First, the Rockefeller Family Fund (RFF) announced it would divest from fossil fuels, and specifically from Exxon. Then, the Securities and Exchange Commission (SEC) ruled against the corporation, siding with Exxon’s shareholders. Finally, two more U.S. attorneys general announced they were opening their own investigations into Exxon’s climate denial, and it looks like a lot of others are close to doing the same.

The Terrible, Morally Reprehensible Conduct Leading to Divestment

On March 23, RFF announced it would divest from all fossil fuels. Going even further, it instructed its advisors to “immediately … eliminate [its] holdings of ExxonMobil.” Why? Because of Exxon’s “morally reprehensible conduct.”

Let that sink in for a minute.

The heirs of John D. Rockefeller, the founder of Exxon and really, the modern oil industry, decided that Exxon’s climate denial was so egregious that they couldn’t keep their money in the company any longer. And rather than quietly divesting, they released a statement explaining exactly why they were doing it. RFF’s decision on Exxon signals that the fossil fuel era is at its end, and we are moving towards a future powered by renewables.

The Horrible, Zero Transparency Attitude Towards Its Own Shareholders

Later that same day, the SEC (which has been criticized for its weak climate-related disclosure guidance) stunned the financial community by ruling against Exxon.

For years, Exxon had beat back shareholder proposals asking it to disclose business plans to adapt to a world that limits emissions. Instead, Exxon denied that world would ever exist. This year, however, the SEC not only decided that Exxon’s investors could vote to ask Exxon for those plans, they also held that investors could vote on the moral imperative of keeping climate change to two degrees.

That world means fossil fuels stay in the ground. That world means the fossil fuel industry has to acknowledge climate change is happening and that emissions are causing it.

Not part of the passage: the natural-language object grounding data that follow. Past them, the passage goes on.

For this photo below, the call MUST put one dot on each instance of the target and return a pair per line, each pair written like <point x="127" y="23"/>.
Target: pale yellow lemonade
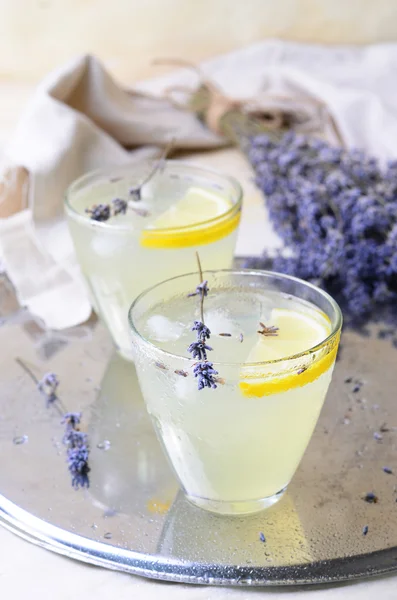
<point x="240" y="443"/>
<point x="181" y="210"/>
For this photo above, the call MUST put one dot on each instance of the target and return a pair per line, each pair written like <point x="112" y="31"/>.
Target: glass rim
<point x="256" y="272"/>
<point x="85" y="218"/>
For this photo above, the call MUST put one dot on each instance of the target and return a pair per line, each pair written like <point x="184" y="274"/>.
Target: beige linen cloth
<point x="80" y="119"/>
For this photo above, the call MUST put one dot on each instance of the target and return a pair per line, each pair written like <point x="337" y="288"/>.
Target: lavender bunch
<point x="203" y="370"/>
<point x="336" y="212"/>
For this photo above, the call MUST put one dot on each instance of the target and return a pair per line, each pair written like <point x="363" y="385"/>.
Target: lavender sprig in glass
<point x="203" y="369"/>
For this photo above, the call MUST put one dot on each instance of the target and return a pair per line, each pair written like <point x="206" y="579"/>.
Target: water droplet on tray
<point x="20" y="439"/>
<point x="105" y="445"/>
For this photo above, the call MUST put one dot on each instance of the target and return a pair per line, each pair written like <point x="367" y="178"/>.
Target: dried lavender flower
<point x="371" y="498"/>
<point x="99" y="212"/>
<point x="205" y="373"/>
<point x="336" y="212"/>
<point x="75" y="440"/>
<point x="203" y="333"/>
<point x="199" y="350"/>
<point x="119" y="206"/>
<point x="181" y="372"/>
<point x="201" y="290"/>
<point x="77" y="450"/>
<point x="203" y="370"/>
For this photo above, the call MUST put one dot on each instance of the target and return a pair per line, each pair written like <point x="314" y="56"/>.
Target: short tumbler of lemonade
<point x="273" y="342"/>
<point x="180" y="209"/>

The Very Bad Climate Denial Operation Faces Legal Investigations

On March 29, business-as-usual for Exxon and the fossil fuel industry took another blow, when 17 attorneys general announced, with an assist from Al Gore, that they were teaming up to take action on climate change. For Massachusetts and the U.S. Virgin Islands, that meant confirming that they are investigating whether Exxon’s colossal climate denial operation broke laws.

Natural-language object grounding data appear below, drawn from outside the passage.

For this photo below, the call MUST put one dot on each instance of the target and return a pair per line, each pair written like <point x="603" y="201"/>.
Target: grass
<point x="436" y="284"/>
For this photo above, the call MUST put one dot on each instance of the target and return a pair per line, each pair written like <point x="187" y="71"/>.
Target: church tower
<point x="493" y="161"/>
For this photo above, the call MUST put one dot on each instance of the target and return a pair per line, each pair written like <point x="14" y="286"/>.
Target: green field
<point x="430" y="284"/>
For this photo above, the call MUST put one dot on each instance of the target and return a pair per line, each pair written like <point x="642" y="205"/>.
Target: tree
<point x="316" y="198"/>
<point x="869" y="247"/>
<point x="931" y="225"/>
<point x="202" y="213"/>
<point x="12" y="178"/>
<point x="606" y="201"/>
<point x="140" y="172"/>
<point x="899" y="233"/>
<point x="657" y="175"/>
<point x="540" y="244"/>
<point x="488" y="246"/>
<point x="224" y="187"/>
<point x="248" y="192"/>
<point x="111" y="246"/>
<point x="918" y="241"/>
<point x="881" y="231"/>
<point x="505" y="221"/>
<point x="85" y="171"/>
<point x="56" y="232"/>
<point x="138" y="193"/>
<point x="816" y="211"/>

The two officials join their counterparts in New York and California, who started their own probes earlier. New York’s attorney general Eric Schneiderman criticized the “morally vacant forces” contributing to climate denial, and called out the fossil fuel industry for “putting profits over needs of the American people and the integrity of financial markets.”

The fossil fuel industry took it on the chin this week, from denial to divestment. Exxon now faces investigations by four U.S. attorneys general in total — a situation that is starting to look a lot like the legal cases that took down Big Tobacco for lying about the link between smoking and cancer. Climate denialism fed fossil fuel industry profits for years, but that isn’t the world we live in anymore.

Fossil fuel companies will be held to account for climate change, to investors, to public officials, and to the world.

Naomi Ages is the climate liability project lead at Greenpeace USA. Her work focuses on establishing legal, political, and financial accountability for climate change, aiming to protect and empower those who are most vulnerable to its impacts.